Hi everyone,

sorry, for the late replay. I give also +1 for option #2. Thus, I guess we have a clear winner.

I would also like to find a better keyword/syntax for this statement. Esp. the BUILTIN keyword can confuse people, because it could be written as BUILTIN, BUILDIN, BUILT_IN, or BUILD_IN. And we would need to introduce a new reserved keyword in the parser which affects also non-DDL queries. How about:

CREATE TEMPORARY SYSTEM FUNCTION xxx

The SYSTEM keyword is already a reserved keyword and in FLIP-66 we are discussing to prefix some of the function with a SYSTEM_ prefix like SYSTEM_WATERMARK. Also SQL defines syntax like "FOR SYSTEM_TIME AS OF".

What do you think?

Thanks,
Timo


On 20.09.19 05:45, Bowen Li wrote:
Another reason I prefer "CREATE TEMPORARY BUILTIN FUNCTION" over "ALTER
BUILTIN FUNCTION xxx TEMPORARILY" is - what if users want to drop the
temporary built-in function in the same session? With the former one, they
can run something like "DROP TEMPORARY BUILTIN FUNCTION"; With the latter
one, I'm not sure how users can "restore" the original builtin function
easily from an "altered" function without introducing further nonstandard
SQL syntax.

Also please pardon me as I realized using net may not be a good idea... I'm
trying to fit this vote into cases listed in Flink Bylaw [1].

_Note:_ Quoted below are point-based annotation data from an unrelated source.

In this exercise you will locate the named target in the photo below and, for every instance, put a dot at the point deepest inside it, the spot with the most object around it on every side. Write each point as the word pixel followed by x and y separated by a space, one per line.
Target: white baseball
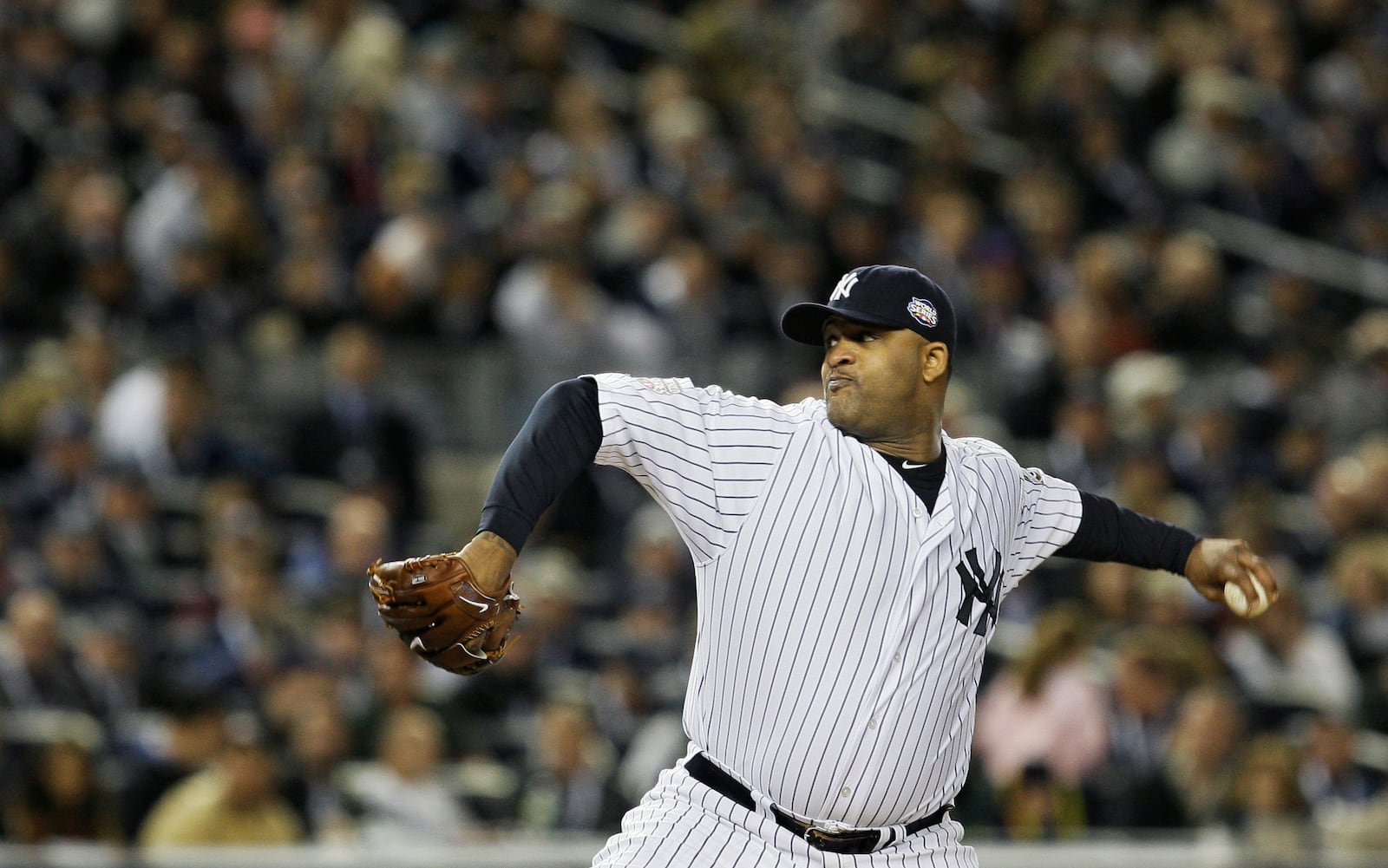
pixel 1239 602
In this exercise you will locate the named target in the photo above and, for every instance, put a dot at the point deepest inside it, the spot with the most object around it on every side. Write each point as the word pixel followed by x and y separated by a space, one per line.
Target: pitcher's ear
pixel 934 361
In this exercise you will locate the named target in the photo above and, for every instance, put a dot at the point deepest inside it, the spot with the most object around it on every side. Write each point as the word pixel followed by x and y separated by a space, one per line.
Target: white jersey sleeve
pixel 1050 516
pixel 703 453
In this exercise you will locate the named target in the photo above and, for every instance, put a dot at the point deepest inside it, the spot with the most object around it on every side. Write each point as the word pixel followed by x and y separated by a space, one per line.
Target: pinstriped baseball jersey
pixel 841 625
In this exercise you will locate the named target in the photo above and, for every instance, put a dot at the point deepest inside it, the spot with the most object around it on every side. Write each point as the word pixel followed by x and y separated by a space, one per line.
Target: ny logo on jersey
pixel 975 588
pixel 846 286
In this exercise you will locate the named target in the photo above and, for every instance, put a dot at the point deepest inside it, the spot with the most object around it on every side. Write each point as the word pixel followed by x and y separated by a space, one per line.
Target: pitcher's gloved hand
pixel 437 608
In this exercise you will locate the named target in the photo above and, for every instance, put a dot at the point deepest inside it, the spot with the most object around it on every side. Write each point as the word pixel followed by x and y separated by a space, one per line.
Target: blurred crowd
pixel 279 277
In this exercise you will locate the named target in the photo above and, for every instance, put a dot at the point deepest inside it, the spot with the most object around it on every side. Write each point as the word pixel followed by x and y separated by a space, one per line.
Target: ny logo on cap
pixel 846 286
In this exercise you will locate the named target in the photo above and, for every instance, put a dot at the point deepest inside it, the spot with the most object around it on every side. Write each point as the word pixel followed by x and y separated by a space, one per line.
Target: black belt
pixel 830 840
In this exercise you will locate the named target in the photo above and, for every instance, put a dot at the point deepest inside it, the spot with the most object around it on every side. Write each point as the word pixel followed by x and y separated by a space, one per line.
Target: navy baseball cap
pixel 887 296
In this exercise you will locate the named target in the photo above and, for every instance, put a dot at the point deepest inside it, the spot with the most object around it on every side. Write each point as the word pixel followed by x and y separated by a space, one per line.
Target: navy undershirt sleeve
pixel 559 440
pixel 1110 532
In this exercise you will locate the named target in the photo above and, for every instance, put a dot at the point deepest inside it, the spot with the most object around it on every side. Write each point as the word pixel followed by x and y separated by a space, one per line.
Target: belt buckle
pixel 835 838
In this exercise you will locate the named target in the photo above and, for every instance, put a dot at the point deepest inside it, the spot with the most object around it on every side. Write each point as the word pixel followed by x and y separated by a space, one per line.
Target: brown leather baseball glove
pixel 436 606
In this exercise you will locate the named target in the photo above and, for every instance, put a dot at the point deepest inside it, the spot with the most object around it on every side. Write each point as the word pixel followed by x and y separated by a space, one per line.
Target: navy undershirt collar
pixel 922 479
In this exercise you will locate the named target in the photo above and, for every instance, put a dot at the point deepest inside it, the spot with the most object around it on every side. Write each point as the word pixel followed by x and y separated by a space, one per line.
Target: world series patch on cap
pixel 887 296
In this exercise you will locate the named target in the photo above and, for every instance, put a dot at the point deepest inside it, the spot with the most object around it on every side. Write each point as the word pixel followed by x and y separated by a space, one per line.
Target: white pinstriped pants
pixel 684 824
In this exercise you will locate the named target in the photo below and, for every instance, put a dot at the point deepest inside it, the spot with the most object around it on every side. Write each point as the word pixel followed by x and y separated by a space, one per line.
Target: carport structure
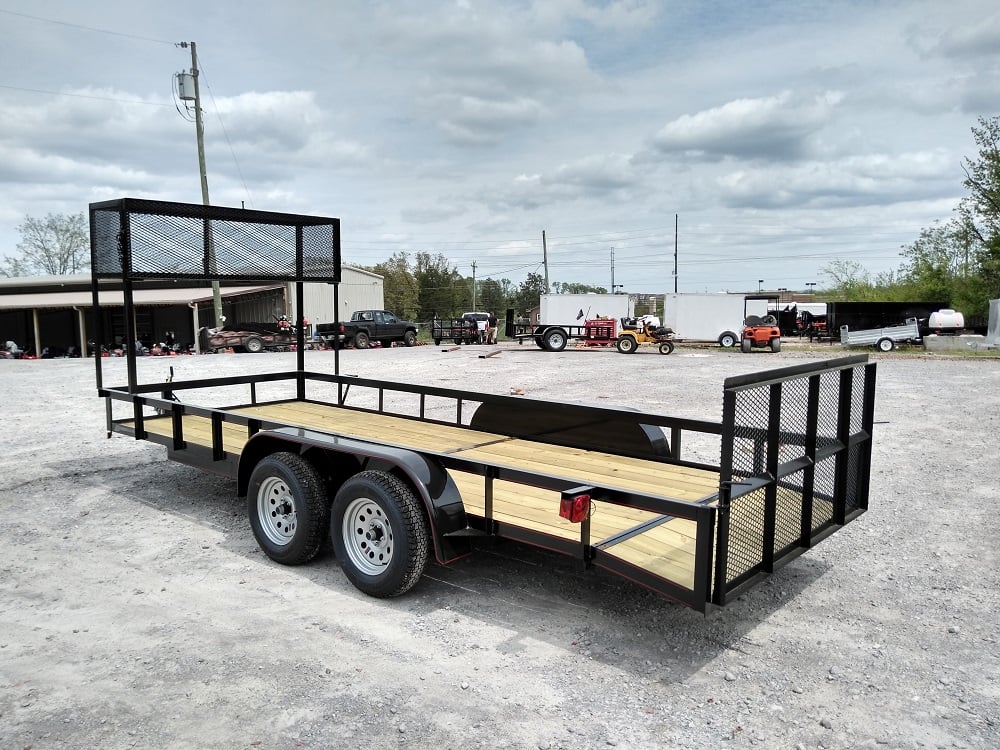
pixel 54 314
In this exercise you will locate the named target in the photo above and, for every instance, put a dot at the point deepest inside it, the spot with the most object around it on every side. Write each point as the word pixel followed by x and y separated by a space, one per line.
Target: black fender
pixel 429 479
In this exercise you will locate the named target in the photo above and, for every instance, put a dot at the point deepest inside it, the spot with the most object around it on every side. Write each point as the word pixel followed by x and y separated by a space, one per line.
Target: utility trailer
pixel 563 317
pixel 885 339
pixel 395 472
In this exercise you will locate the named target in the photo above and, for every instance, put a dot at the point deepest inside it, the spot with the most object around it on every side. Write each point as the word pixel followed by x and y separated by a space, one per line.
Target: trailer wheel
pixel 555 339
pixel 288 508
pixel 626 344
pixel 380 533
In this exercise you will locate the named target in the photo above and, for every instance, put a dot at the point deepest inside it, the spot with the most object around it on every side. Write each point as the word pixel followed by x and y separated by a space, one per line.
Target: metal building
pixel 52 316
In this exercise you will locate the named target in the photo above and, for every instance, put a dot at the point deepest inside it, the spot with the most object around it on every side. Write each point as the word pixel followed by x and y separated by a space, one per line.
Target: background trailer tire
pixel 555 339
pixel 288 508
pixel 728 339
pixel 380 533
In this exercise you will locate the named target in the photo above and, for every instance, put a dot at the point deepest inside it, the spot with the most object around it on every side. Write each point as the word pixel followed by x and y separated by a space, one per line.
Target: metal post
pixel 200 133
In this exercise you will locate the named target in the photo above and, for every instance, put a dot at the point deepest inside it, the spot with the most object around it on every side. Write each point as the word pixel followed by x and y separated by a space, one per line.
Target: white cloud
pixel 775 127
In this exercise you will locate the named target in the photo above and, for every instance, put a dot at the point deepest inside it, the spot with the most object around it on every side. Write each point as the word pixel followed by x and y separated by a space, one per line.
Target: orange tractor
pixel 760 332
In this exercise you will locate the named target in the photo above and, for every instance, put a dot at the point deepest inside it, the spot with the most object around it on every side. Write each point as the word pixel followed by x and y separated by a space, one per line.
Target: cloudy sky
pixel 777 135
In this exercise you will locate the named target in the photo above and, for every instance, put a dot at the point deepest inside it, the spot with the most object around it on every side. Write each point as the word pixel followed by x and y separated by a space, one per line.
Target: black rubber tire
pixel 380 533
pixel 555 339
pixel 626 344
pixel 288 508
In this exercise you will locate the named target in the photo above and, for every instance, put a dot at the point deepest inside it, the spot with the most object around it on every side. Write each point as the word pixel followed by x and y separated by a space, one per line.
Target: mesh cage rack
pixel 795 464
pixel 136 239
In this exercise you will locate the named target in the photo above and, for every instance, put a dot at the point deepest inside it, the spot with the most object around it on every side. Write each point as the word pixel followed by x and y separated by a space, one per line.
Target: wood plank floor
pixel 666 549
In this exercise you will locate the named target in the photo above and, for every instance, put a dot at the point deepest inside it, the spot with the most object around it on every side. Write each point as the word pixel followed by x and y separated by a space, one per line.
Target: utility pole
pixel 200 133
pixel 612 270
pixel 675 253
pixel 545 262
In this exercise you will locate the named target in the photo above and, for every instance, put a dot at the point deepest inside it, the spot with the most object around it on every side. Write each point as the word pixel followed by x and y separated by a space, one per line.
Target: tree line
pixel 957 260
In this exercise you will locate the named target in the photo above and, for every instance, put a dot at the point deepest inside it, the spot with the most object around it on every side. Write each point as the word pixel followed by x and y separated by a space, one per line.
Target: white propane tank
pixel 949 320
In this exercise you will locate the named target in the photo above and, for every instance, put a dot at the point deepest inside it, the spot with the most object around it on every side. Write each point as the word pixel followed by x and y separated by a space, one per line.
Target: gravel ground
pixel 138 612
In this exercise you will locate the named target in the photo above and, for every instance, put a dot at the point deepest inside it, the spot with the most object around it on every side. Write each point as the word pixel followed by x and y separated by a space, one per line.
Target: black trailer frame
pixel 795 442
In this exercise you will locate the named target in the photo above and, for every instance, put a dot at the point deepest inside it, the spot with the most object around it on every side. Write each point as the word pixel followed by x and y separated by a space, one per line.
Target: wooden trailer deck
pixel 666 548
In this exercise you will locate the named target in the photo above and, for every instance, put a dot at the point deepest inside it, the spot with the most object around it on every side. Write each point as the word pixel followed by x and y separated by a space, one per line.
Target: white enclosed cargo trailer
pixel 711 317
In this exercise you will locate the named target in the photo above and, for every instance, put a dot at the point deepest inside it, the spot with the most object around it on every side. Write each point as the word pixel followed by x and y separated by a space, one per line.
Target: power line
pixel 86 28
pixel 85 96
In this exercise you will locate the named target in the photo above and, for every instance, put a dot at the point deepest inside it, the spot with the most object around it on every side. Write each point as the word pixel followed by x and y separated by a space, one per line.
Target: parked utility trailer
pixel 716 318
pixel 563 317
pixel 885 339
pixel 395 472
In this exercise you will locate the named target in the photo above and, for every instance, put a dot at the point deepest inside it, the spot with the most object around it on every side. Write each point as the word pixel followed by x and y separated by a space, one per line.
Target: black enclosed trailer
pixel 376 467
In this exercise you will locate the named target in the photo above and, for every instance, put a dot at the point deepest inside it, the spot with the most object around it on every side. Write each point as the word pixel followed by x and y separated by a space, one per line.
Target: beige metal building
pixel 52 315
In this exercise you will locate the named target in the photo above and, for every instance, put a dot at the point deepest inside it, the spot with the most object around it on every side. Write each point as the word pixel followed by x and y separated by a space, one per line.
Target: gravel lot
pixel 138 612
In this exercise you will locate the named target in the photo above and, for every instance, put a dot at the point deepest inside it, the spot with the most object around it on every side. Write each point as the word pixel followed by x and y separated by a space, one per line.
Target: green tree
pixel 57 245
pixel 849 281
pixel 492 297
pixel 980 210
pixel 441 289
pixel 560 287
pixel 402 292
pixel 528 295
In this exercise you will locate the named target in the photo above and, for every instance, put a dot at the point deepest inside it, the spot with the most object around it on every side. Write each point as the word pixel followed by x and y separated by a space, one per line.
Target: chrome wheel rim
pixel 276 511
pixel 368 537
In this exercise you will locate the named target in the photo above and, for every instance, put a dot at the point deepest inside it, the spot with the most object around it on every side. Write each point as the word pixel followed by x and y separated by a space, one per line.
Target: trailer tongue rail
pixel 393 470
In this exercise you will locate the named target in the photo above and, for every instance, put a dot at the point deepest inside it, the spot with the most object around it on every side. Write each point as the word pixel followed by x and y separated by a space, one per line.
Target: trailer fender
pixel 429 479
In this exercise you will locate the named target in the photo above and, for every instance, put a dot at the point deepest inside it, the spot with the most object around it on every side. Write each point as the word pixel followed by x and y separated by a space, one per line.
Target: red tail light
pixel 575 508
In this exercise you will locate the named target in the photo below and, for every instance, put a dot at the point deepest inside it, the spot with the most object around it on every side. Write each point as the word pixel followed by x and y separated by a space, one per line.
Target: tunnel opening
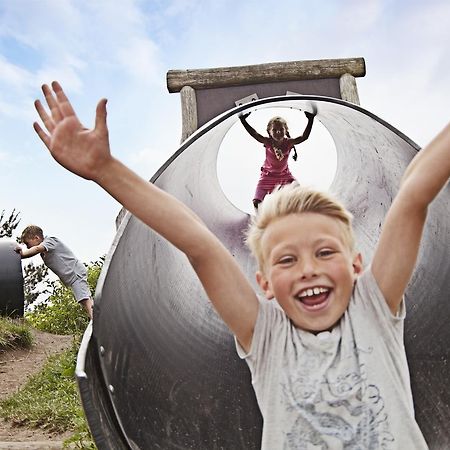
pixel 240 156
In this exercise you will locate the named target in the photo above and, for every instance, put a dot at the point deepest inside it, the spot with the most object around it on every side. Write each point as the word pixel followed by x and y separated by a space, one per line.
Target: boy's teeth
pixel 312 291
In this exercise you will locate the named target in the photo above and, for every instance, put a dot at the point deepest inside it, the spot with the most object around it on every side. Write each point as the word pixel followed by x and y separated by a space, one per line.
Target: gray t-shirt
pixel 344 389
pixel 60 259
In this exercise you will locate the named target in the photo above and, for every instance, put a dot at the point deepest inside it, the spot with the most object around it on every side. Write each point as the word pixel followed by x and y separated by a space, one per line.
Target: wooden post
pixel 349 91
pixel 188 112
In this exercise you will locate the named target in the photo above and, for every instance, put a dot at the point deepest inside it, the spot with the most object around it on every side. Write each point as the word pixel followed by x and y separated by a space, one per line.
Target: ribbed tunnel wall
pixel 161 371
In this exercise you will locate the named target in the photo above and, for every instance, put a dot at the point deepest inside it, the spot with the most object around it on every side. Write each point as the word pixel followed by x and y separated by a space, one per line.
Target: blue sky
pixel 123 50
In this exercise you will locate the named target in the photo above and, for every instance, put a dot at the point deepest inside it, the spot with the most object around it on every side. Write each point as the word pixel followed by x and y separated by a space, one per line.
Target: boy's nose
pixel 308 268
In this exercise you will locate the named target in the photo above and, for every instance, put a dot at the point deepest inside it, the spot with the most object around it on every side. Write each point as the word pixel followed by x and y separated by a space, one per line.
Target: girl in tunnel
pixel 278 145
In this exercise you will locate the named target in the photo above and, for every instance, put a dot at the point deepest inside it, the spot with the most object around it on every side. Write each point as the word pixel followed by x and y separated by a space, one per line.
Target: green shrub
pixel 14 333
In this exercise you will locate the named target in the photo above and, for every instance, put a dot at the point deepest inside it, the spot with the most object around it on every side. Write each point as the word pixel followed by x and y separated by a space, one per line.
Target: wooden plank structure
pixel 206 93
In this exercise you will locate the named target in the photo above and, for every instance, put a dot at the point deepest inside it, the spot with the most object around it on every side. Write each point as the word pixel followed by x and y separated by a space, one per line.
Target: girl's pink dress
pixel 274 172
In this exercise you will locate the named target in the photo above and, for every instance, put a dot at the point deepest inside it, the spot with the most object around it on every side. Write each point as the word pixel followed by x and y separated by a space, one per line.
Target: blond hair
pixel 295 199
pixel 30 232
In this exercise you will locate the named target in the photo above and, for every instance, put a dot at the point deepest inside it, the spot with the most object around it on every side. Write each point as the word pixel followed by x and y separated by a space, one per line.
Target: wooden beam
pixel 264 73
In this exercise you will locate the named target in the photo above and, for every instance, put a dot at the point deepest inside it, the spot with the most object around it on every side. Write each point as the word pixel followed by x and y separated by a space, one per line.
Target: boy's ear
pixel 357 264
pixel 264 285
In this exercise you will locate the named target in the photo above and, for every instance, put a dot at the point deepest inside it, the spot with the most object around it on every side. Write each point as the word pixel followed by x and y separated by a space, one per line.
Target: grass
pixel 14 334
pixel 50 401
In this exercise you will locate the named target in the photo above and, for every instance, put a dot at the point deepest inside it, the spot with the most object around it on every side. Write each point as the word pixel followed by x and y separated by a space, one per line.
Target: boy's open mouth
pixel 314 298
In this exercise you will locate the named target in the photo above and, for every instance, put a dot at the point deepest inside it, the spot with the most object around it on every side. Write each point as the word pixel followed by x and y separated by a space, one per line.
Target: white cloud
pixel 140 59
pixel 13 75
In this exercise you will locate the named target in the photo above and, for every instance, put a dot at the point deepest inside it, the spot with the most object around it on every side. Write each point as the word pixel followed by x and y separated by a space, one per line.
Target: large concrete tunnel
pixel 159 368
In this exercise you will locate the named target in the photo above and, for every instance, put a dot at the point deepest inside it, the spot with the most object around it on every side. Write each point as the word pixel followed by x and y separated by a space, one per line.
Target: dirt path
pixel 15 368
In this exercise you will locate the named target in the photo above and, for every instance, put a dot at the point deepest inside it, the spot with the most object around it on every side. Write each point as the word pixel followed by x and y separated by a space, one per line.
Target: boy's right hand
pixel 82 151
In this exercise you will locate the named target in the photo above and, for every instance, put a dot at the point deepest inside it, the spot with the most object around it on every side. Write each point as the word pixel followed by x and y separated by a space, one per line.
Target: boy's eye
pixel 286 260
pixel 325 252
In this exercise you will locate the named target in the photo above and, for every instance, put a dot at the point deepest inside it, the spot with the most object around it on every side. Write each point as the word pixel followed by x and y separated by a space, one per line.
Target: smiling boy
pixel 327 357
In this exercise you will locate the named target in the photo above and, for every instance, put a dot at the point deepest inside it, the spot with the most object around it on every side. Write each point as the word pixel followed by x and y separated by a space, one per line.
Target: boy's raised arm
pixel 398 247
pixel 87 154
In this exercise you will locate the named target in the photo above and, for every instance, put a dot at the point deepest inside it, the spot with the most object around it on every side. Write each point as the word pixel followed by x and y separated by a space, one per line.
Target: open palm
pixel 78 149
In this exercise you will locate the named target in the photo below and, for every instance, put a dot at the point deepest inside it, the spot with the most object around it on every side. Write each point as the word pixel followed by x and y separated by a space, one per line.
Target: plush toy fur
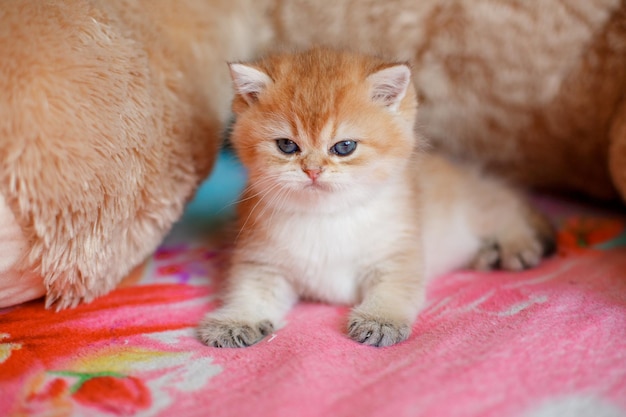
pixel 111 115
pixel 531 90
pixel 112 111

>From the following result, the majority seems to be #2 too as it has the
most approval so far and doesn't have strong "-1".

#1:3 (+1), 1 (0), 4(-1)
#2:4(0), 3 (+1), 1(+0.5)
        * Dawid -1/0 depending on keyword
#3:2(+1), 3(-1), 3(0)

[1]
https://cwiki.apache.org/confluence/pages/viewpage.action?pageId=120731026

On Thu, Sep 19, 2019 at 10:30 AM Bowen Li <bowenl...@gmail.com> wrote:

Hi,

Thanks everyone for your votes. I summarized the result as following:

#1:3 (+1), 1 (0), 4(-1)     - net: -1
#2:4(0), 2 (+1), 1(+0.5)  - net: +2.5
         Dawid -1/0 depending on keyword
#3:2(+1), 3(-1), 3(0)       - net: -1

Given the result, I'd like to change my vote for #2 from 0 to +1, to make
it a stronger case with net +3.5. So the votes so far are:

#1:3 (+1), 1 (0), 4(-1)     - net: -1
#2:4(0), 3 (+1), 1(+0.5)  - net: +3.5
         Dawid -1/0 depending on keyword
#3:2(+1), 3(-1), 3(0)       - net: -1

What do you think? Do you think we can conclude with this result? Or would
you like to take it as a formal FLIP vote with 3 days voting period?

BTW, I'd prefer "CREATE TEMPORARY BUILTIN FUNCTION" over "ALTER BUILTIN
FUNCTION xxx TEMPORARILY" because
1. the syntax is more consistent with "CREATE FUNCTION" and "CREATE
TEMPORARY FUNCTION"
2. "ALTER BUILTIN FUNCTION xxx TEMPORARILY" implies it alters a built-in
function but it actually doesn't, the logic only creates a temp function
with higher priority than that built-in function in ambiguous resolution
order; and it would behave inconsistently with "ALTER FUNCTION".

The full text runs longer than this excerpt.